Pharma R&D spending outpaces growth in operating income
Domestic pharma companies are increasingly focusing on research and development (R&D) to create a robust product pipeline to drive future growth. Analysis of the last four years' numbers shows that the growth rate of R&D expenditure has consistently outpaced operating income (OI) growth.
Gaurav Jain, vice-president and co-head, corporate sector ratings, ICRA, said that for the leading seven companies they track (Cipla, Dr Reddy's Laboratories, Lupin, Aurobindo Pharma, Cadila Healthcare (Zydus), Sun Pharmaceuticals and Glenmark) the growth rate in R&D spend has been more than the growth rate in OIs. Jain added that overall R&D spend includes both incremental capital expenditure as well as recurring expenses.
In FY14, while OI of Big Pharma grew 24.2 per cent, R&D spend grew 32.7 per cent. In FY17, this came to 8.5 per cent growth in OI while R&D spend grew 17 per cent, almost two times the growth of OI.

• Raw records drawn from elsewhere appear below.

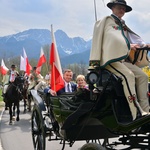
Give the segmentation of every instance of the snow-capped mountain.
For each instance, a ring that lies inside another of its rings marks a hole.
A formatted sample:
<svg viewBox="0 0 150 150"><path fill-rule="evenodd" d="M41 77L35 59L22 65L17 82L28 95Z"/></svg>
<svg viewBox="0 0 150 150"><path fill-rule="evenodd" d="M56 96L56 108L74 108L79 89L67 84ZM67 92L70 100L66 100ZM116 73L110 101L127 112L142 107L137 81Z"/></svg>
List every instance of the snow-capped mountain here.
<svg viewBox="0 0 150 150"><path fill-rule="evenodd" d="M83 53L90 49L91 40L81 37L70 38L62 30L55 33L57 49L60 57ZM0 37L1 58L22 55L23 47L29 58L38 58L41 47L51 44L51 32L47 29L29 29L17 34Z"/></svg>

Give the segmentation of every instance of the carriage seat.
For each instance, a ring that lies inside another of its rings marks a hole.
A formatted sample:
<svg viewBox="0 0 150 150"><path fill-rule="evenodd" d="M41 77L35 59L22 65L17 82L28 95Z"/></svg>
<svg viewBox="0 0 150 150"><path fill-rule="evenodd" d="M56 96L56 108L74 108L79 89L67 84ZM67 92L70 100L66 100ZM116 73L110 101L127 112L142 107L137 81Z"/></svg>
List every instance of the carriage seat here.
<svg viewBox="0 0 150 150"><path fill-rule="evenodd" d="M122 79L108 70L103 70L101 75L101 85L104 87L108 82L109 90L113 93L112 107L114 113L120 123L128 123L132 121L132 115L129 109L127 99L125 97ZM110 81L108 81L110 79Z"/></svg>

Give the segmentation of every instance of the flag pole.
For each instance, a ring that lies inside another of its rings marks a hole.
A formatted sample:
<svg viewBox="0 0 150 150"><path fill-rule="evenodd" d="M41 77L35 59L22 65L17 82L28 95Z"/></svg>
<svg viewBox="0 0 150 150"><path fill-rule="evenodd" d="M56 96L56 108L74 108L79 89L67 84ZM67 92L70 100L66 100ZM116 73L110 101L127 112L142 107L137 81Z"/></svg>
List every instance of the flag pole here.
<svg viewBox="0 0 150 150"><path fill-rule="evenodd" d="M52 40L53 40L53 25L51 24L51 36L52 36ZM52 43L53 43L54 41L52 41ZM54 45L55 46L55 45ZM55 82L56 82L56 79L55 79L55 65L54 65L54 62L53 62L53 64L52 64L52 72L53 72L53 76L54 76L54 91L56 91L56 85L55 85Z"/></svg>

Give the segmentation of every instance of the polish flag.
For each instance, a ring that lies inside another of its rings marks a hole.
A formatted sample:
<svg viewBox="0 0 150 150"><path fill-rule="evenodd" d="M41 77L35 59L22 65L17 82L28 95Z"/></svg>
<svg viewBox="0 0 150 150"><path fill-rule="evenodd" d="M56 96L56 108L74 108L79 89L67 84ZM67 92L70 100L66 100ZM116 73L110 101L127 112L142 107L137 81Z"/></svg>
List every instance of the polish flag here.
<svg viewBox="0 0 150 150"><path fill-rule="evenodd" d="M58 91L64 88L65 83L63 80L62 69L60 59L57 51L55 36L53 33L53 27L51 25L52 44L50 50L50 65L51 65L51 89Z"/></svg>
<svg viewBox="0 0 150 150"><path fill-rule="evenodd" d="M20 70L26 71L26 61L22 56L20 56Z"/></svg>
<svg viewBox="0 0 150 150"><path fill-rule="evenodd" d="M43 48L41 48L41 54L40 54L40 59L38 61L38 64L37 64L37 67L36 67L36 72L38 74L41 73L41 68L42 68L42 65L46 62L46 58L44 56L44 52L43 52Z"/></svg>
<svg viewBox="0 0 150 150"><path fill-rule="evenodd" d="M23 56L24 56L24 60L25 60L25 64L26 64L26 74L29 75L30 74L30 70L32 70L31 65L29 64L29 60L26 54L25 49L23 48Z"/></svg>
<svg viewBox="0 0 150 150"><path fill-rule="evenodd" d="M5 63L4 63L3 59L2 59L2 61L1 61L1 66L0 66L0 73L1 73L2 75L5 75L8 70L9 70L9 69L5 66Z"/></svg>

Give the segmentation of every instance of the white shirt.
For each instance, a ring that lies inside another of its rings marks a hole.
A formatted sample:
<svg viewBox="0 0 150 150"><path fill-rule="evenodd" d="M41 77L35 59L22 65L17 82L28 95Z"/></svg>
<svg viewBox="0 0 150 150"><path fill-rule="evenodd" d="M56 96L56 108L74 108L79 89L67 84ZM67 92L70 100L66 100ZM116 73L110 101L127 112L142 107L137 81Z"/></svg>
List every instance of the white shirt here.
<svg viewBox="0 0 150 150"><path fill-rule="evenodd" d="M69 90L68 90L68 84L69 84ZM72 92L71 83L65 82L65 92Z"/></svg>

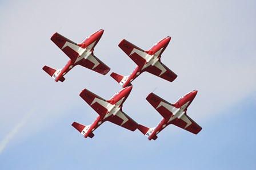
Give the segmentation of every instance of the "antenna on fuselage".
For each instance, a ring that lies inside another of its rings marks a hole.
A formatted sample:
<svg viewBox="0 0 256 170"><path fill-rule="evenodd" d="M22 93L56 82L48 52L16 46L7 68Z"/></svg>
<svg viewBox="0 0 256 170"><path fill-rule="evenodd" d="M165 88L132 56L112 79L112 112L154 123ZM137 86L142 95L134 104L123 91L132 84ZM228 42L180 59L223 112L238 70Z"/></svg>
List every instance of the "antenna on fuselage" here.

Jain informed that in the first quarter of the current financial year, R&D spend, as a share of OI, stood at 9.5 per cent. This is already higher than the nine per cent share in FY17. In terms of R&D cost, as a share of OI, the share has been rising too. From a 5.8 per cent share of OI in FY12, it had grown to nine per cent in FY17.
For some key pharma firms, data show that in FY17 their R&D spends have continued to rise over previous years.
Torrent Pharmaceuticals, for example, posted a 76 per cent year- on-year (y- o-y) increase in R&D spend to ~432 crore in FY17, or about seven per cent of its revenues. (Torrent is not a part of the ICRA sample). Torrent is currently working on several inhouse new chemical entity (NCE) projects in the areas of metabolism, gastrointestinal and respiratory disorders. So far, it has filed 552 applications for NCE patents from these and earlier projects, and so far 245 patents have been granted.
"Our strategy is to develop novel drugs relevant for India and other principal-branded markets. Cost of development in these territories, although high, is still not as high as in developed markets. Returns from these territories would be commensurate with the cost of development," said a Torrent executive. The company is spending less than 25 per cent of its annual R&D budget on novel drugs.
Glenmark, which saw its R&D spend grow more than 54 per cent y-o-y in FY17 and reach 13.74 per cent of its turnover, spent nearly five per cent of its R&D on developing innovative products primarily in monoclonal antibodies.